The third is that the evidence is convincing: it goes so far beyond what ESP and PK have been shown to do that the super psi hypothesis demands too many ad hoc assumptions and is implausible. It is a paradoxical situation. The better the evidence for the effectiveness of PK and ESP, the weaker the argument for a spirit that separates from the body (Schmeidler, 1988). Psychologists who study telepathy rejoiced when a 1994 study in a major scientific journal supported the existence of sensory perception. Both believers and skeptics agree that the most stringent method for studying psi is the one dubbed the Ganzfield (german for the whole field) procedure. In this technique researchers remove sensory distractions with the aim of promoting telepathic communication between subjects, called senders and receivers (Carpenter, 1999).

Subjects in the Ganzfield experiment are immersed in a uniform sensory field, typically by covering their eyes with Ping-Pong ball halves, directing a red floodlight toward their eyes and pumping white noise into their ears through headphones (Lilienfeld, 1999). Another individual (the sender) located in an acoustically shielded room attempts to transmit a specific visual stimulus to the percipient who then is asked to report all mental imagery that comes to mind. Finally the percipient is presented with a set of several, typically four, visual stimuli only one of which is the stimulus viewed by the sender, and asked to rate the extent to which each stimulus matches the mental imagery experienced during the session. The logic of the Ganzfield technique relies on the concept of the signal-to-noise ratio.
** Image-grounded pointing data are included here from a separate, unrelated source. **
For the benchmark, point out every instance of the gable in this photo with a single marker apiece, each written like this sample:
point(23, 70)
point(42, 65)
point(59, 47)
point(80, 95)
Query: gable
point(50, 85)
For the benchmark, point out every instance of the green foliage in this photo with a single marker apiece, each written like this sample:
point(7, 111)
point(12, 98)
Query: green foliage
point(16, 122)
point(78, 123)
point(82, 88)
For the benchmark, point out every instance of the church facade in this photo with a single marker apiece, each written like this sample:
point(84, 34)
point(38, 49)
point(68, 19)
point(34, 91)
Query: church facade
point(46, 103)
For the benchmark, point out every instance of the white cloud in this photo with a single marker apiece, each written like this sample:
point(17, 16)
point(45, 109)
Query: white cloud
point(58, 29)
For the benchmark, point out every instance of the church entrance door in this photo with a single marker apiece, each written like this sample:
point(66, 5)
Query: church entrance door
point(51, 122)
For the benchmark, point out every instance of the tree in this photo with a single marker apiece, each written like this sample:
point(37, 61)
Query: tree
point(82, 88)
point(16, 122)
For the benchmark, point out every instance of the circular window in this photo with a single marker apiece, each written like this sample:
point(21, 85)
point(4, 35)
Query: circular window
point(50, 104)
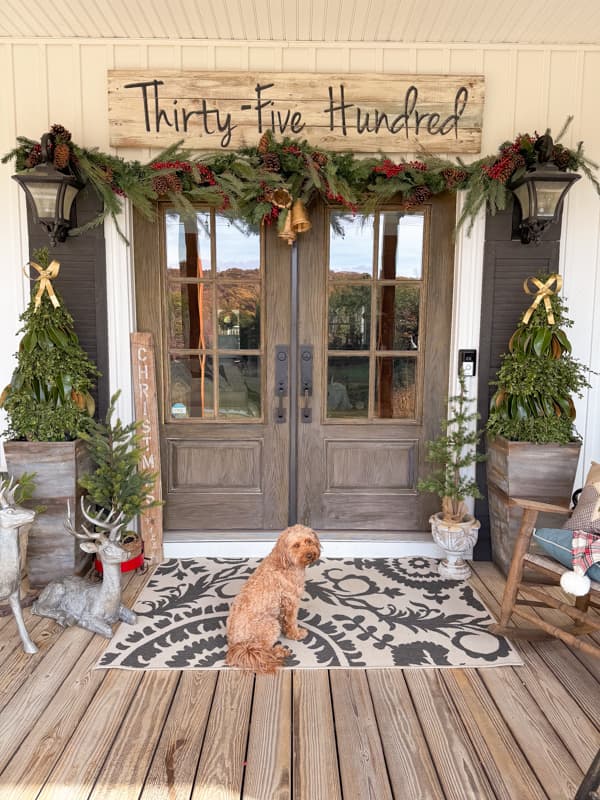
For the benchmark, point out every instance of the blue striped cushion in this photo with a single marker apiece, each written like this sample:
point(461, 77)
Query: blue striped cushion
point(557, 543)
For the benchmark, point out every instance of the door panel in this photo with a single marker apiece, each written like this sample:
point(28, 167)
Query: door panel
point(376, 309)
point(373, 303)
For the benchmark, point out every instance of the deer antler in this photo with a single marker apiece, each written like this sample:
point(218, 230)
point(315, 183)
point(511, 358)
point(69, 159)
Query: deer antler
point(110, 522)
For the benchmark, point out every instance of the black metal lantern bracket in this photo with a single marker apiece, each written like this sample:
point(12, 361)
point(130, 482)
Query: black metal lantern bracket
point(539, 194)
point(50, 192)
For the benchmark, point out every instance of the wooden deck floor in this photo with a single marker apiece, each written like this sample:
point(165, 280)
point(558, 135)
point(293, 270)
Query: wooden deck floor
point(68, 731)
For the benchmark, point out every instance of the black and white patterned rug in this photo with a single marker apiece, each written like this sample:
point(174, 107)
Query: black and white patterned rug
point(383, 612)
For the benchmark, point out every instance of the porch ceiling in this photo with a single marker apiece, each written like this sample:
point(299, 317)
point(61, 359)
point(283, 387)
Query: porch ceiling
point(399, 21)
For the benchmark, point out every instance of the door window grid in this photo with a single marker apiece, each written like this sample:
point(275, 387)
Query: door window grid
point(382, 333)
point(214, 281)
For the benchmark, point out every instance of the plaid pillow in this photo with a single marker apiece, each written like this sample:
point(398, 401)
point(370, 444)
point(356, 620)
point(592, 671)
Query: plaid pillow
point(586, 514)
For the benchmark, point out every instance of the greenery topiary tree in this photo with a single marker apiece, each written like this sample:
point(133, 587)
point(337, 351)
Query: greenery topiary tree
point(117, 480)
point(48, 398)
point(538, 376)
point(453, 451)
The mental information ostensibly detected by ESP percipient's is posited to be an extremely weak signal that is typically obscured by a large number of extraneous stimuli. By placing the percipient in a uniform sensory field the Ganzfield technique is hypothesized to decrease the proportion of noise relative to signal and thereby permit investigators to uncover normally weak ESP effects (Lilienfeld, 1999). In 1994, psychologist Daryl J. Bem of Cornell University and his colleague, the late Charles Horonton of the University of Edinburgh in Scotland, described surprising results from Horonton's series of 11 ganzfield experiments. They found that more often than could be explained by chance, receivers chose the image that matched the one seen by senders. With the aid of statistical technique termed meta-analysis, which permits researchers to quantitatively pool results across a number of studies, Bem and Horonton reported what appeared to be strong, if not convincing evidence for ESP.

The subjects in their...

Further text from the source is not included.